I have experienced fatigue as well, usually during the first few days after chemo. To help with this, I have started a regimen of high-dose Vitamin C infusions. I had my first a week and a half ago, with my next infusion today (4/19/22). I started with 30 grams of Vitamin C. I will receive 40 grams today, and it will be leveled out at 50 grams for future infusions. These are scheduled a few days after chemotherapy. We both noticed a difference in my energy levels after the first infusion. I felt more normal and less fatigued, which allowed me to take some wonderful, but short, hikes while camping in Lenoir, NC last week. We both loved being able to move to a fresh spot, if only for a few days, and enjoy nature in the foothills.

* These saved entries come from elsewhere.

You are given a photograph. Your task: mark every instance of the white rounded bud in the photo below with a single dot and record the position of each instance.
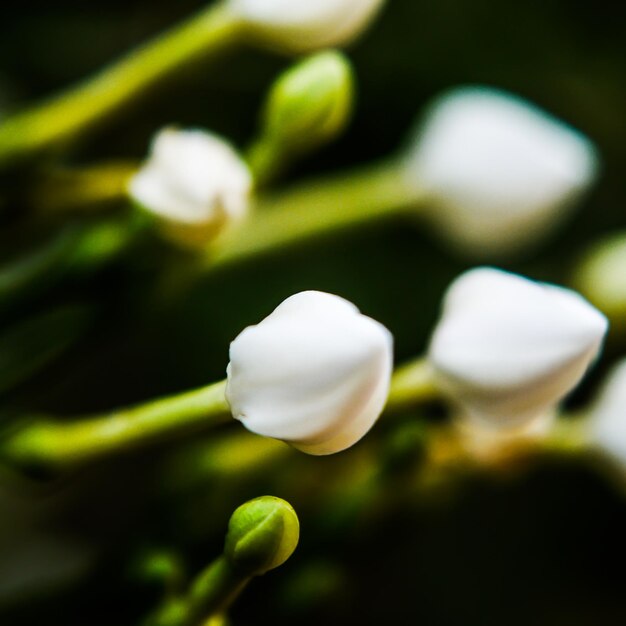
(298, 26)
(194, 183)
(608, 416)
(500, 172)
(315, 373)
(508, 349)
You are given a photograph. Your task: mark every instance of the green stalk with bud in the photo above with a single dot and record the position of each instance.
(262, 534)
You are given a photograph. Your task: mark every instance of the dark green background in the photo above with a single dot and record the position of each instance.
(547, 549)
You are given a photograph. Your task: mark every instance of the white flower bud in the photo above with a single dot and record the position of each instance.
(194, 183)
(500, 172)
(508, 349)
(608, 416)
(315, 373)
(305, 25)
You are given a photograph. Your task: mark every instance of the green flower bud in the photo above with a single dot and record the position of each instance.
(262, 534)
(311, 103)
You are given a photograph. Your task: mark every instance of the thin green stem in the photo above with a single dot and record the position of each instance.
(59, 445)
(81, 189)
(213, 591)
(69, 115)
(316, 209)
(412, 384)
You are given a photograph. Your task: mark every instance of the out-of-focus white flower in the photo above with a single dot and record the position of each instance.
(499, 171)
(608, 417)
(601, 277)
(194, 183)
(315, 373)
(508, 349)
(306, 25)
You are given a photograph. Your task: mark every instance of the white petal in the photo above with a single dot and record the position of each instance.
(608, 417)
(305, 25)
(501, 172)
(508, 349)
(192, 178)
(314, 373)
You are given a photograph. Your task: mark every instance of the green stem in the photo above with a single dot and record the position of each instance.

In general, I think we tend to view side effects as necessary evils, but I have chosen to welcome them as part of this journey. They are visible signs that the chemotherapy treatments are doing their jobs, and the Vitamin C is working as well.

A beneficial “side effect” is all the love and support we have been given during this process. I try to stay very conscious of the loving, healing energy and positive thoughts and prayers being sent my way, along with unexpected cards and gifts to keep me cheered and humbled. Carl has been more than amazing, as well as family and friends near and far.

This has been an incredible learning journey so far—of how to let go, of how to take care of myself, of how to let others step in to help, of how I can do better and be better toward others, and of how to graciously and consciously accept all of what comes my way.

Thank you for reading this and being part of my journey.